Böyle bir günlüğüne şaklaban şovu, göbek yağlarını azıcık eritmeye yarar, o kadar. Yani faydasız da denemez doğrusu.
Şimdi rahmetli olan pek ünlü bir komedi sanatçımız vardı, pek Kemalist...
Hatırlamadığım sudan bir nedenle bir sabah açlık grevine başlamış, akşam yemek saati gelip gözleri kararınca da grevi "sonlandırıp" mis gibi yoğurtlu İskender'e yumulmuştu...
Ondan sonra da hiçbir konuda kendisini kimse ciddiye almadı zaten.
Dedim de durdum. Bendeniz bu açlık grevi kavramına önem verir, yapana saygı duyardım. Meğerse açlık grevi başka şeymiş, "ölüm orucu" başka şey. (Gençliğimizde ikisi de aynı şeydi.)
Bir tarihte, çalıştığım bir şirkette (fazla ayrıntıya girmeyelim!) açlık grevi vardı. "Eyvah, Allah korusun ölüp gidecekler" diye endişe ederken, bir de baktım herifler çay içiyorlar, çorba içiyorlar!

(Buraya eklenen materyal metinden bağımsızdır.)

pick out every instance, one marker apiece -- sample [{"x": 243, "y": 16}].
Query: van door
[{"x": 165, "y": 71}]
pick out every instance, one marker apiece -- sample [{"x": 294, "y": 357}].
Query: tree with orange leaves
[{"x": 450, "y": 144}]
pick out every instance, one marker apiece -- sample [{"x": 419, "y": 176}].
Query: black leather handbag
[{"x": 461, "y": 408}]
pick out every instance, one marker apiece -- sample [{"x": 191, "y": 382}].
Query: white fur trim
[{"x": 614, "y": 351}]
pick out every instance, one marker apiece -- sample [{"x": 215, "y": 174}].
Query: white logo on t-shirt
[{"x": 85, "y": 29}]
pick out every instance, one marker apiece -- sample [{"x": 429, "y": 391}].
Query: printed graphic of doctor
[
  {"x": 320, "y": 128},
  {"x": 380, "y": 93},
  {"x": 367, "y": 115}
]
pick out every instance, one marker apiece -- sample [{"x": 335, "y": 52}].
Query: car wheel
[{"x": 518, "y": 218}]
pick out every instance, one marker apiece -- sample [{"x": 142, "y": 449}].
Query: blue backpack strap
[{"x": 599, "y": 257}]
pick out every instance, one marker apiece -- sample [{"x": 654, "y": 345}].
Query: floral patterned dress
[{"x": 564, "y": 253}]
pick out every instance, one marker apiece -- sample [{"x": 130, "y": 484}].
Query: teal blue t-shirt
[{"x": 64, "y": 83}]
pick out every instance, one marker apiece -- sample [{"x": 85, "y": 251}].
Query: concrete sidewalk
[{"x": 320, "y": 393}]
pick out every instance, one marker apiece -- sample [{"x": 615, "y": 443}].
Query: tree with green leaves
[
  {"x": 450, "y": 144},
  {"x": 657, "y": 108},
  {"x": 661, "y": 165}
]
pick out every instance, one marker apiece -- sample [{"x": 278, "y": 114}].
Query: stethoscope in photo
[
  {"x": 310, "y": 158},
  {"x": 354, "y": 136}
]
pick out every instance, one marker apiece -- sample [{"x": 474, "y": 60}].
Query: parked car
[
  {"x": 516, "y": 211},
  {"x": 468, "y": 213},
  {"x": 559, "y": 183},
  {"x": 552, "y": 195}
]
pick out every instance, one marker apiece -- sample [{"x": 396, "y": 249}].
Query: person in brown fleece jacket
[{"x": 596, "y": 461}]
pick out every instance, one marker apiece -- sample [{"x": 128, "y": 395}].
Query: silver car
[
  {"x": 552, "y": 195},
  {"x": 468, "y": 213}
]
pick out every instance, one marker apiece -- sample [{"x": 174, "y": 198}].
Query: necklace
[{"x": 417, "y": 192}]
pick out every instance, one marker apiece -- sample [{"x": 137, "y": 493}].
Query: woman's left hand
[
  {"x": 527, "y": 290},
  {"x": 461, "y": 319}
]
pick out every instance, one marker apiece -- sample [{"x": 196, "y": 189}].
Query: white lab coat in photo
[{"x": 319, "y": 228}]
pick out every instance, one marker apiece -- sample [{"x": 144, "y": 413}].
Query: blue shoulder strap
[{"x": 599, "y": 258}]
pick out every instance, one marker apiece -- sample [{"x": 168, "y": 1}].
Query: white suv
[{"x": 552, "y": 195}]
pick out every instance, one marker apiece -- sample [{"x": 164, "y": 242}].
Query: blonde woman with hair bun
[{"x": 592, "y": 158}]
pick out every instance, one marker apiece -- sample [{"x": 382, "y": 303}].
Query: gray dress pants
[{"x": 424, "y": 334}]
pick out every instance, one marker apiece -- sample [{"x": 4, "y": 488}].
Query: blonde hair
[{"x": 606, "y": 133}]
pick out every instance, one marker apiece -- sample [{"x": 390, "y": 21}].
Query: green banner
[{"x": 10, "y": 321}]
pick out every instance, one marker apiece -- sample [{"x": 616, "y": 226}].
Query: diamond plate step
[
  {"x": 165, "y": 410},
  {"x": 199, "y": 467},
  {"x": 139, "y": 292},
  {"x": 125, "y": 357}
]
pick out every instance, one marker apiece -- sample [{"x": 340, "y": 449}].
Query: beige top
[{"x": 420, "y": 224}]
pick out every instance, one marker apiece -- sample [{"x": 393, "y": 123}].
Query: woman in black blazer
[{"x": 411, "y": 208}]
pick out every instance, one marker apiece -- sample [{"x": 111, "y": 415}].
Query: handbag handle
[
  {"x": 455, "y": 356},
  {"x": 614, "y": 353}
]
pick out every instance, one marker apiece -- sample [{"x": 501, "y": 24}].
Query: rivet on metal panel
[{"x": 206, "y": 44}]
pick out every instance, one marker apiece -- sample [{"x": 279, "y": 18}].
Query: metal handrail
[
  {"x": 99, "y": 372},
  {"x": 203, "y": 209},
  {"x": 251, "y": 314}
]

"Bu ne biçim açlık grevi?" dedim. "Sen anlamazsın," dediler, "o senin dediğin ölüm orucu... Bu başka, bu açlık grevi... Bunda sulu ve hafif gıdalar alınabilir..."
"Gıda alırsınız ama ciddiye alınmazsınız" diyemedim. Alınmadılar zaten.